3. In general, don’t use a flash. An on-camera (or phone) flash flattens the subject and usually is not flattering. It is almost always best to avoid using the flash. (In college I had a photography professor who called the on-camera flash the devil’s light.)
4. When indoors, turn off indoor lights and move towards a window. Indoor lights cast different color temperatures on your subject, this is why when I take photos indoors I turn off all the interior lights and use the natural light coming from a window. Start to pay attention to how light comes through your windows at different times of day; depending on the time of day the light from the window will be softer and less direct, or more direct and dramatic. Photo examples: indoor light versus window light.
5. Use white foam board to bounce light onto your subject. Sometimes the light coming through a window casts shadows on your subject in a way that you don’t like. Photographers will use reflectors to reflect light back on the subject to brighten it up. You can easily do this with a piece of white foam board. Look at your subject and bring the foam board closer to and farther from your subject and notice how the shadows brighten and darken. Photo examples: Window light without foam board reflector versus window light with foam board reflecting light
with reflector with reflector Indoor light only
6. When photographing outdoors, avoid the midday sun. This is especially true when photographing people. When the sun is high in the sky it casts unflattering shadows on faces. Instead of taking pictures in the direct sunlight, move to a shady spot. The light will be more even on your subject. Another way to avoid harsh shadows is to photograph people in the morning or in the evening when the sun is lower in the sky (I always schedule outdoor photoshoots for morning or evening for this reason). The following photos were both taken with an iphone in my backyard at noon. In the first my husband was standing in the direct sunlight, in the second he moved into the shade.

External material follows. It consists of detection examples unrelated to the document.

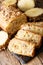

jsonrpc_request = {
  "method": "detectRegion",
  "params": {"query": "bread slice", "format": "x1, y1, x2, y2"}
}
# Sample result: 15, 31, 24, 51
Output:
21, 23, 43, 36
0, 6, 27, 34
28, 21, 43, 27
15, 30, 42, 48
0, 31, 9, 50
8, 38, 35, 57
25, 8, 43, 21
17, 0, 35, 11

Mid day harsh light Softer afternoon light
7. When using a phone, move your body, don’t zoom. When you zoom in on a phone camera before taking a photo, the phone is digitally zooming in ( as opposed to on a dSLR, when there is an optical zoom, like a telescope). This lowers the quality of the photos and adds digital noise, which looks like lots of little specks. Instead, move your camera closer to your subject. Examples: Zooming in on an iphone versus moving phone closer to subject
Body moved isntead of zoom Zoomed in
8. Pay attention to what is in the frame. I once heard someone say to eliminate anything that is unnecessary from the frame of the photo. I like that advice. When framing a photo ask yourself: Is there something distracting in the background of the photo? Can it be removed, or can the subject be moved?
9. When photographing people, encourage your subjects to move. Everyone says that they are not photogenic. I don’t think that’s true. A lot of people just get really stiff in front of a camera. And when you say cheeeeeeese and hold a smile for fifteen seconds, you don’t usually look too natural. When I photograph people I’ll ask them to move as I take their picture. This can be looking away then looking back, or shifting their weight back and forth between their feet. I’ll also have my subjects take deep breaths or shake out any energy they have before posing. Getting people to move around is an easy way to take more natural and relaxed looking portraits.